We were told that we had to invade Iraq because they were going to use weapons of mass destruction against us on our soil. We couldn't wait to invade because if we did...it would put our nation at real physical risk. This information turned out to be spectacularly false. Had the public been told that we were going to invade Iraq to save the Iraqis from Hussein and then rebuild their country to bring democracy...it's unlikely there would have been much public support.
Even with all of these good deeds our soldier are doing in the name of bringing democracy and helping the Iraqis, millions of them believe that suicide attacks against US and British soldiers are justified. Even more alarming, up to 65 per cent of Iraqi citizens support attacks and fewer than one per cent think Allied military involvement is helping to improve their security.

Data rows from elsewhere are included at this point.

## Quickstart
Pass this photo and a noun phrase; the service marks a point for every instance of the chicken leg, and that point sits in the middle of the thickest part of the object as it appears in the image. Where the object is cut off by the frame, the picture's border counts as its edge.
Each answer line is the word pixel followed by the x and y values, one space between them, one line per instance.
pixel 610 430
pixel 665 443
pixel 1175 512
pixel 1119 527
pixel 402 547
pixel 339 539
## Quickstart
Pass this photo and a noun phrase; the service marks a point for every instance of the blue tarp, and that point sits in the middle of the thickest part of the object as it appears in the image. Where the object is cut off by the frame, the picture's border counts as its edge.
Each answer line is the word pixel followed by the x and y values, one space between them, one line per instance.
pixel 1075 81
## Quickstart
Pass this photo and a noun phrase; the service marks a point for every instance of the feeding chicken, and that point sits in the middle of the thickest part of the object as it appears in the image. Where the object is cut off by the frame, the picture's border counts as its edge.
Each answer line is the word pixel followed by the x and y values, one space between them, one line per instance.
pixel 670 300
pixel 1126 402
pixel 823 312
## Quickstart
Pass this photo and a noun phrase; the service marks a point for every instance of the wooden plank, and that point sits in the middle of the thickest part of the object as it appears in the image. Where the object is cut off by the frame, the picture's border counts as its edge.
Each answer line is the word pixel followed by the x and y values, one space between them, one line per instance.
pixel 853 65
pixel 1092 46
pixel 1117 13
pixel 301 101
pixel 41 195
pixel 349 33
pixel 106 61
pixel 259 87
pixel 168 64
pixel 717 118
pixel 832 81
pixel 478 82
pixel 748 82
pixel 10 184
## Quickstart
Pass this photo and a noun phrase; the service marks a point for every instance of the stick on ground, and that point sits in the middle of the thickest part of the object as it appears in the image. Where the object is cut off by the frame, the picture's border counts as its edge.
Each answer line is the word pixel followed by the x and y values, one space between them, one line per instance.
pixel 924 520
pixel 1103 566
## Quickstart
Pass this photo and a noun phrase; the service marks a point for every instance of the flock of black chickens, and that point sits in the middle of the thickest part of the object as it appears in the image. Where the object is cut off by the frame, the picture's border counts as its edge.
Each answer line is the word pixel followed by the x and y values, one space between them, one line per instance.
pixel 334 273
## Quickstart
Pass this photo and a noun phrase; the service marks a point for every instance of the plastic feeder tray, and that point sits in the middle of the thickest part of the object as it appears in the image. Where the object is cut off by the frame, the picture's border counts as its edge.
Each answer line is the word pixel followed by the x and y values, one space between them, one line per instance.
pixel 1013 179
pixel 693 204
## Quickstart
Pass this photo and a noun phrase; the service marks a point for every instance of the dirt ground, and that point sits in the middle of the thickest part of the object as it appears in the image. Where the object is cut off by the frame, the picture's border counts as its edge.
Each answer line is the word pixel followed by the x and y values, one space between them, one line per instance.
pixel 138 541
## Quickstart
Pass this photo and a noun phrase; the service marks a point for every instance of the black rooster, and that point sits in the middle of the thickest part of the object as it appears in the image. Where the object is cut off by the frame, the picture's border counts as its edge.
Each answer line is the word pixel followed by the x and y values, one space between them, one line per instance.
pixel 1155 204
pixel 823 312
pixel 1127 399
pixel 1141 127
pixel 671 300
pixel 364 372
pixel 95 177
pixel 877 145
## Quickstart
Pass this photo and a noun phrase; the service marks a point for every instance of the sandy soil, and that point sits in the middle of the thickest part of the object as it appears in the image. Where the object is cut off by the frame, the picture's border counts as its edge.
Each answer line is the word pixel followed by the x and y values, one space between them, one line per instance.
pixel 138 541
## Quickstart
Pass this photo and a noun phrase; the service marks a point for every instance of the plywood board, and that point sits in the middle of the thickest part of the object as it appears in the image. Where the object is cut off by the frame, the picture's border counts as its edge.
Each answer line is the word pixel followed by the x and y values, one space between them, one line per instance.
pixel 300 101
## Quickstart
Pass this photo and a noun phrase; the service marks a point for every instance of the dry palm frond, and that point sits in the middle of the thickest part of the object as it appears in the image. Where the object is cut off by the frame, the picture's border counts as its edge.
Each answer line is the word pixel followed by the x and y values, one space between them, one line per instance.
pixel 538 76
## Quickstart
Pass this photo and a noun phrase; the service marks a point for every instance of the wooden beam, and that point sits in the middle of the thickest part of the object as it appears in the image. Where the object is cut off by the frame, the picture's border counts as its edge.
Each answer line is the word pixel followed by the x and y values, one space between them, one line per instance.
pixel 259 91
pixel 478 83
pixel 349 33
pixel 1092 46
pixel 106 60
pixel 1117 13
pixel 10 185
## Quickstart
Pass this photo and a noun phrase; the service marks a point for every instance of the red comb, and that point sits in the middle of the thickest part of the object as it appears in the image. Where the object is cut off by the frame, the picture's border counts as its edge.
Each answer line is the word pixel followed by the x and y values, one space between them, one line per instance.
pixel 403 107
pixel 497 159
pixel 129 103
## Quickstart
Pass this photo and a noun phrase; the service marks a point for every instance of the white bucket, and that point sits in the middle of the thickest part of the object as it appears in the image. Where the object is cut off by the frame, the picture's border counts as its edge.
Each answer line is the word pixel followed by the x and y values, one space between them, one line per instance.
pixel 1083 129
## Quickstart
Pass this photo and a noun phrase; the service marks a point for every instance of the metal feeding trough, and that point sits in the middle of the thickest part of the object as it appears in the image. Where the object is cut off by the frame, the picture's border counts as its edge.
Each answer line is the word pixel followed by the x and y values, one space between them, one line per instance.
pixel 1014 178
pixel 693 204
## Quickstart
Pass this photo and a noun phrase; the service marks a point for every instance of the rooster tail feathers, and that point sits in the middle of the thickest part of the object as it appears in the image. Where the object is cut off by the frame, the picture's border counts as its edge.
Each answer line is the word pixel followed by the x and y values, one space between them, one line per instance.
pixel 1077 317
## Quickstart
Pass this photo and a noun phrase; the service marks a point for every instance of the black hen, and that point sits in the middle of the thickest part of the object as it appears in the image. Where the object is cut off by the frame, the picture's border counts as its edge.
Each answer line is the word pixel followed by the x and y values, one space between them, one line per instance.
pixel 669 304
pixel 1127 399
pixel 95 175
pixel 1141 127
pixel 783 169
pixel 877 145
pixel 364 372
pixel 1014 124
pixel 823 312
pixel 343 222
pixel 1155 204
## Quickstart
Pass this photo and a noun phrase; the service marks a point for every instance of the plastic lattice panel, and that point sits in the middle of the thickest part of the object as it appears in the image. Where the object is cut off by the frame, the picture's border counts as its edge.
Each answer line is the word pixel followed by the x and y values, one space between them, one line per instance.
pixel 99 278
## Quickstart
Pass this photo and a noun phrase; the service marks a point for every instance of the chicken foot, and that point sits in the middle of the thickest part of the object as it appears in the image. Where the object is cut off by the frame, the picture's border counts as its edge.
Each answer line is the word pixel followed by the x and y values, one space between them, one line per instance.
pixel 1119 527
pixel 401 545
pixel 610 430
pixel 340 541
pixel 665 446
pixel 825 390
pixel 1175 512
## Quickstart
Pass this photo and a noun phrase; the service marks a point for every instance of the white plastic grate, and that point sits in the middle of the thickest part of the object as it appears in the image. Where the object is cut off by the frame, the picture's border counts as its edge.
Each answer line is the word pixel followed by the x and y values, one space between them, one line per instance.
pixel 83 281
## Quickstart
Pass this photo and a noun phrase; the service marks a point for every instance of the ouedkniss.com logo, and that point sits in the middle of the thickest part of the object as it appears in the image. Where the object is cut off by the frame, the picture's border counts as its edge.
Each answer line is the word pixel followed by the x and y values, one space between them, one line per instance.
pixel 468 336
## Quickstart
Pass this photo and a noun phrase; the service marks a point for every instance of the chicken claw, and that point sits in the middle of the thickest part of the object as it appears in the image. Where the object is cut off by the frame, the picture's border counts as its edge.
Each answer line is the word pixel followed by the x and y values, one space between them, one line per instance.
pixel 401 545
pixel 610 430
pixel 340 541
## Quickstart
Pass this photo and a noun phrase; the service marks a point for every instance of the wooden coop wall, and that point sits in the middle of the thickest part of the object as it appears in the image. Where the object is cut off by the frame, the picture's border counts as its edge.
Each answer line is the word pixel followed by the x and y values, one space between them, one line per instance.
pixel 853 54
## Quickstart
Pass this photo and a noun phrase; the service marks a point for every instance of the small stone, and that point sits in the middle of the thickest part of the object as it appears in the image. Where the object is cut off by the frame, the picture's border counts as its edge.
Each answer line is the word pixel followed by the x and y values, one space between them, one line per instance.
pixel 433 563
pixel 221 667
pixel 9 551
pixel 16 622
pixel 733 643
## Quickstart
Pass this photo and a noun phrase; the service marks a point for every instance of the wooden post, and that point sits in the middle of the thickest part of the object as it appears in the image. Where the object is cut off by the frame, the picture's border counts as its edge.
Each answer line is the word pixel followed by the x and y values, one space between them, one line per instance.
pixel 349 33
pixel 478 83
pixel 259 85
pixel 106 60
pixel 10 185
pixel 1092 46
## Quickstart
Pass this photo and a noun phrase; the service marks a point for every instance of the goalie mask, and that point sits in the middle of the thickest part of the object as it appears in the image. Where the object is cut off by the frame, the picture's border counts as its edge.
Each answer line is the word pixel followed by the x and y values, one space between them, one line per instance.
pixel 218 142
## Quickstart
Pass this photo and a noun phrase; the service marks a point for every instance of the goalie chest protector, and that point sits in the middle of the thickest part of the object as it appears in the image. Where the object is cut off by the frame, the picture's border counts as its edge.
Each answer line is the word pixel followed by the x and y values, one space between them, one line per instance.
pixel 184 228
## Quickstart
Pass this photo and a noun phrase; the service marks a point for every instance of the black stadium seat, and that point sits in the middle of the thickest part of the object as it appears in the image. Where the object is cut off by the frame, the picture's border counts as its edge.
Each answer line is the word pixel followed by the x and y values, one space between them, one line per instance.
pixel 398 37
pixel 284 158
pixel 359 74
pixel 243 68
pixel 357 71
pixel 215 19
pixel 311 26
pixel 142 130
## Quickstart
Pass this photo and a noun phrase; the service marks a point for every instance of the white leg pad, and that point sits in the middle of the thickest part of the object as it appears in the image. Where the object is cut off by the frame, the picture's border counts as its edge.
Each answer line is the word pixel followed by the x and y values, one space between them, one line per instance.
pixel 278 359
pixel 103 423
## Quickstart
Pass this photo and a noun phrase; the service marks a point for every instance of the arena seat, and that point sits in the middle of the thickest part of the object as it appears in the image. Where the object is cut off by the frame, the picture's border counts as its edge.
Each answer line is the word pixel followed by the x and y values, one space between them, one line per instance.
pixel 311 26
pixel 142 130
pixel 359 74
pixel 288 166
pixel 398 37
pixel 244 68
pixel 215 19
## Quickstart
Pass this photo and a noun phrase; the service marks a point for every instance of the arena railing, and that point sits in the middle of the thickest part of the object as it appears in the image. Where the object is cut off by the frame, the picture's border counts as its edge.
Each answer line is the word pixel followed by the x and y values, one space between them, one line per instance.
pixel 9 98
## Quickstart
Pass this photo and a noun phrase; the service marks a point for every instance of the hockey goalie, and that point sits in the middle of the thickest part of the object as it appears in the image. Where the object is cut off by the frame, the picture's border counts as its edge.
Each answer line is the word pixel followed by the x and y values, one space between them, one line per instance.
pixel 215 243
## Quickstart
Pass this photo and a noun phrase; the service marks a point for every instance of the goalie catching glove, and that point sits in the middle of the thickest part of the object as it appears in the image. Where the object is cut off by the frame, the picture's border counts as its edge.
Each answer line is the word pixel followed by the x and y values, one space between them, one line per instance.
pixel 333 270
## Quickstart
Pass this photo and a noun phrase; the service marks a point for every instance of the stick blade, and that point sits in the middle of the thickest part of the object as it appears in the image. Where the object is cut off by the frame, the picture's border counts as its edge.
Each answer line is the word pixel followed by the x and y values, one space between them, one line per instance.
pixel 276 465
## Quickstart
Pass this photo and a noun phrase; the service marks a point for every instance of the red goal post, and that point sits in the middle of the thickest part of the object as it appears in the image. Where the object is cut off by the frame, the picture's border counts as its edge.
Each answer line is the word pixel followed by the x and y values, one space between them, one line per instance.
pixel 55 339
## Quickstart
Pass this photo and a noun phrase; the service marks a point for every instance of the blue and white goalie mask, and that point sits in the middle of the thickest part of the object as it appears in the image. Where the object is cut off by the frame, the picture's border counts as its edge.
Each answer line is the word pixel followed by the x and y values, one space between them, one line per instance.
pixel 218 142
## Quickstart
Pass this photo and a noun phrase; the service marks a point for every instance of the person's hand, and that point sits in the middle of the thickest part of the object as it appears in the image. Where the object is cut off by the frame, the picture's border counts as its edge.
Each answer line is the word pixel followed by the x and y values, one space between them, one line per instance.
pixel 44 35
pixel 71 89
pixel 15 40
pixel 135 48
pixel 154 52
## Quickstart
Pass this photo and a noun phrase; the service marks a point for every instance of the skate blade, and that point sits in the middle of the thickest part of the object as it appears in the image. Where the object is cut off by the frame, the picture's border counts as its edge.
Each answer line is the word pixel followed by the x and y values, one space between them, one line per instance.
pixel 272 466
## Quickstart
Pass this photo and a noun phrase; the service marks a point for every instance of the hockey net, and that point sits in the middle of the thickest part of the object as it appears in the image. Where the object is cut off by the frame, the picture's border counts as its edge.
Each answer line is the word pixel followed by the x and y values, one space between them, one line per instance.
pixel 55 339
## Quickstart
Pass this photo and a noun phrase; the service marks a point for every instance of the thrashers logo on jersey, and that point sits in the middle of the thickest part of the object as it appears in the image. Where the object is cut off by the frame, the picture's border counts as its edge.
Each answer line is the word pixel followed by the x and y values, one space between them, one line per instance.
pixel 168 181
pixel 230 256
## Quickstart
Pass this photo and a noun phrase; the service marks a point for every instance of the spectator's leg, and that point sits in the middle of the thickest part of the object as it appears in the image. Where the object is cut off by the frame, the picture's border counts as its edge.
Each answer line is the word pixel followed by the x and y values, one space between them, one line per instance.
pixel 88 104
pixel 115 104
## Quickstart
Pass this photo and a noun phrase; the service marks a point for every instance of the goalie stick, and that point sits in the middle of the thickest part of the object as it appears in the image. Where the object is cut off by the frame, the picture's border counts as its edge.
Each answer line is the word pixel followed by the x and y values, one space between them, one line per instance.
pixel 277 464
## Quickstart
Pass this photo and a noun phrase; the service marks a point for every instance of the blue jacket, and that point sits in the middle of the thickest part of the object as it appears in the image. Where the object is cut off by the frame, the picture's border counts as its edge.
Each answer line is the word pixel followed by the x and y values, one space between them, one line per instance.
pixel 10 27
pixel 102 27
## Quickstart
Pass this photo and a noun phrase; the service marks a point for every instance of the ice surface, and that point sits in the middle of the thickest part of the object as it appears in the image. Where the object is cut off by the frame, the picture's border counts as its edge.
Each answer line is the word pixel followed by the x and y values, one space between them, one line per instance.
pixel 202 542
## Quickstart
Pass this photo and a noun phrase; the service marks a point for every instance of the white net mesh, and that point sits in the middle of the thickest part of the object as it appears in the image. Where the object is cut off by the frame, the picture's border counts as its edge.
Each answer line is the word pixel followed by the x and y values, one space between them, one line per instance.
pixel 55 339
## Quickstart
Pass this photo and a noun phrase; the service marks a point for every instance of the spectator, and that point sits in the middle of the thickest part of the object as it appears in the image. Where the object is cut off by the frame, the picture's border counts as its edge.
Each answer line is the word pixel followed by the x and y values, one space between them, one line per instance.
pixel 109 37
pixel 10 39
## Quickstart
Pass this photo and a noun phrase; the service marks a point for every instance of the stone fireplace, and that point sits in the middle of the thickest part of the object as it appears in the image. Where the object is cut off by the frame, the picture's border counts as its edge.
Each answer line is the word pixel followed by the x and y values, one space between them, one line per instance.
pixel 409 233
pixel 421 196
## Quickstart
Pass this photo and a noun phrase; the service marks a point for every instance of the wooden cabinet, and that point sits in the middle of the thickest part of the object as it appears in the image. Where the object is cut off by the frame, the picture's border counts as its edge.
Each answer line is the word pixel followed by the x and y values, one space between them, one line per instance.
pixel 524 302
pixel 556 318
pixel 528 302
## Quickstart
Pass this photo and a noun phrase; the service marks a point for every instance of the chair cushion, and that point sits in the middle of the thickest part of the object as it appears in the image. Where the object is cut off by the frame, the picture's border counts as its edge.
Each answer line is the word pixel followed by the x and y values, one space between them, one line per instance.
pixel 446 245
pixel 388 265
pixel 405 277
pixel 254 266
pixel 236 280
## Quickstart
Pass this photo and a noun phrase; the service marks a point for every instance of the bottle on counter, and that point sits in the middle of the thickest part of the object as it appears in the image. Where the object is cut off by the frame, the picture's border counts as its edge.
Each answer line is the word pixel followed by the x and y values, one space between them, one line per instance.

The Iraqis have to be seeing these good things we're doing. The experiences of these marines who've testified to these positives can't be one sided. Even with those good works factored in, the Iraqis pretty clearly believe we're doing much more harm than good.
Perhaps the cognitive dissonance of good vs bad in Iraq isn't on the part of the media, as my rightwing friends (and some soldiers) would have us believe. Perhaps the dissonance is on the part of the soldier who are heavily weighting the positives they're able to do against the many negatives seen by the Iraqis...and by the American people.
Or maybe things like trophy videos showing private security contractors randomly shooting Iraqi civilians so clouds the issue that Iraqis can't see the positives. Maybe for them, knowing that the US and Great Britain are responsible for the deaths of so many innocents...it really doesn't matter.